Noble Energy sells Marcellus assets for over $1.2 billion, pays down acquisition debt
HOUSTON -- Noble Energy, Inc., has announced that it has signed a definitive agreement to divest all of its upstream assets in northern West Virginia and southern Pennsylvania to an undisclosed buyer for a total amount of $1.225 billion. The amount includes upfront cash of $1.125 billion and an additional contingent amount of $100 million, structured as three separate payments of $33.3 million.

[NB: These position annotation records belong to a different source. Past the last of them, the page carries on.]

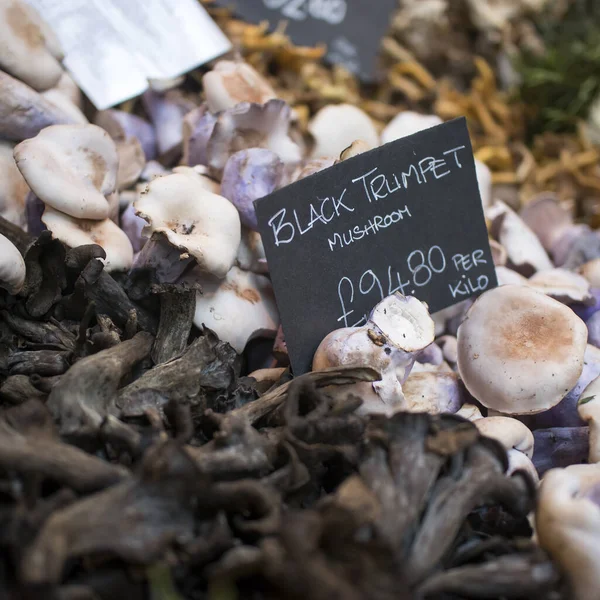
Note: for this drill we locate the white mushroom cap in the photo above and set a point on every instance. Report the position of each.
(519, 351)
(79, 232)
(407, 123)
(23, 49)
(591, 271)
(433, 392)
(230, 83)
(202, 224)
(398, 328)
(568, 525)
(562, 285)
(12, 267)
(507, 276)
(72, 168)
(524, 249)
(238, 308)
(13, 188)
(588, 407)
(336, 126)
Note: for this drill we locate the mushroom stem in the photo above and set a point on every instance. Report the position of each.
(177, 308)
(166, 262)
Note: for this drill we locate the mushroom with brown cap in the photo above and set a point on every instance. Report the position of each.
(186, 221)
(397, 330)
(336, 126)
(80, 232)
(72, 168)
(519, 351)
(567, 522)
(238, 308)
(12, 267)
(588, 407)
(229, 83)
(524, 250)
(24, 51)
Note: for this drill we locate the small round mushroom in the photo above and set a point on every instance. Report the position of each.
(24, 112)
(588, 407)
(80, 232)
(519, 351)
(524, 250)
(397, 330)
(12, 267)
(195, 222)
(336, 126)
(567, 523)
(24, 51)
(238, 308)
(72, 168)
(433, 392)
(230, 83)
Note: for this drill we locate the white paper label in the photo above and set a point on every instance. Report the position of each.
(112, 47)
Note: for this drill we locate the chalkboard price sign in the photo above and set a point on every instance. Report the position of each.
(351, 29)
(404, 217)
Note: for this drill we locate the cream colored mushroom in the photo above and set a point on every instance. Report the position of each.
(12, 267)
(562, 285)
(79, 232)
(588, 407)
(336, 126)
(13, 188)
(24, 51)
(195, 222)
(519, 351)
(230, 83)
(72, 168)
(567, 522)
(238, 308)
(524, 250)
(397, 330)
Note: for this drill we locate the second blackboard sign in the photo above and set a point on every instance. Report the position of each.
(404, 217)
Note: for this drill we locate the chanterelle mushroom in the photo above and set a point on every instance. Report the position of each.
(568, 525)
(519, 351)
(195, 221)
(72, 168)
(23, 49)
(398, 329)
(12, 267)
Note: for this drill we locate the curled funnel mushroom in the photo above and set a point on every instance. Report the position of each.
(72, 168)
(195, 222)
(12, 267)
(24, 52)
(567, 523)
(397, 330)
(519, 351)
(524, 250)
(80, 232)
(588, 407)
(336, 126)
(13, 188)
(230, 83)
(238, 308)
(249, 175)
(24, 112)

The contingent payments to the Company are in effect should the average annual price realization at Dominion South exceed $3.30/MMbtu in the individual annual periods from 2018 through 2020.
David L. Stover, Noble Energy's chairman, president and CEO, commented "The Marcellus has been a strong performer for Noble Energy over the last few years, which is a direct result of the success of our employees' efforts. During the same time period, we have also significantly expanded the inventory of investment opportunities in our liquids-rich, higher-margin onshore assets, which has led us to now divest our Marcellus position. This enables us to further focus our organization on our highest-return areas that will deliver industry-leading U.S. onshore volume and cash flow growth. This transaction also provides proceeds already exceeding our target for 2017, with several opportunities for additional proceeds ahead of us this year."

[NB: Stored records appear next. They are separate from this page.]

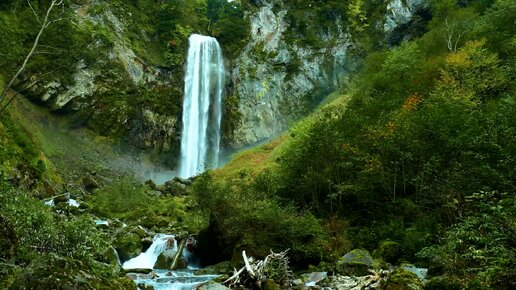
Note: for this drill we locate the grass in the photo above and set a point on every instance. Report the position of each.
(256, 160)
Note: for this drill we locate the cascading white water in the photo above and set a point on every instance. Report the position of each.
(146, 260)
(202, 106)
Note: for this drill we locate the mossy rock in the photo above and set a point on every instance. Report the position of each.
(128, 246)
(220, 268)
(55, 272)
(389, 251)
(401, 279)
(355, 263)
(444, 283)
(8, 239)
(271, 285)
(212, 286)
(165, 259)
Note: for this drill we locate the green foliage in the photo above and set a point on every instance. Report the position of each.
(130, 201)
(479, 248)
(258, 222)
(425, 126)
(38, 231)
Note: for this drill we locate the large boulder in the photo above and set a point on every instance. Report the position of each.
(402, 279)
(54, 272)
(165, 259)
(355, 263)
(389, 251)
(212, 286)
(128, 246)
(217, 269)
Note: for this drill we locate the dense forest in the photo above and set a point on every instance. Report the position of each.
(411, 160)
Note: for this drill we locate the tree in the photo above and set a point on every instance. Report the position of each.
(45, 23)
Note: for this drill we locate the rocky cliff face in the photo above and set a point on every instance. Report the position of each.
(277, 79)
(116, 91)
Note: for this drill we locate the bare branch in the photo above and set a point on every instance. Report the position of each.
(46, 22)
(33, 11)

Included in the divestment is current production of approximately 415 MMcf of natural gas equivalent per day (88% natural gas) and a 100% working interest in approximately 385,000 acres. Total proved reserves as of year-end 2016 related to these assets were 1.5 Tcf of natural gas equivalent. In addition, the buyer will assume responsibility for up to 430 MMcf of natural gas per day of the Company's firm transportation, established to support Marcellus upstream production.

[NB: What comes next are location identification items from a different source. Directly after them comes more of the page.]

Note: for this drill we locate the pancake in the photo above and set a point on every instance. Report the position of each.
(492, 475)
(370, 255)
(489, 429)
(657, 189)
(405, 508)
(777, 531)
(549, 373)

The Marcellus acreage will retain its dedication to CONE Midstream for natural gas gathering. Noble Energy's interest in CONE Midstream is not included in the transaction.
The transaction is anticipated to close by the end of second-quarter 2017, with a Jan. 1, 2017 effective date. Proceeds from the transaction will be used to pay down essentially all of the debt borrowings resulting from the Clayton Williams Energy transaction, which materially expanded the Company's core Delaware basin position.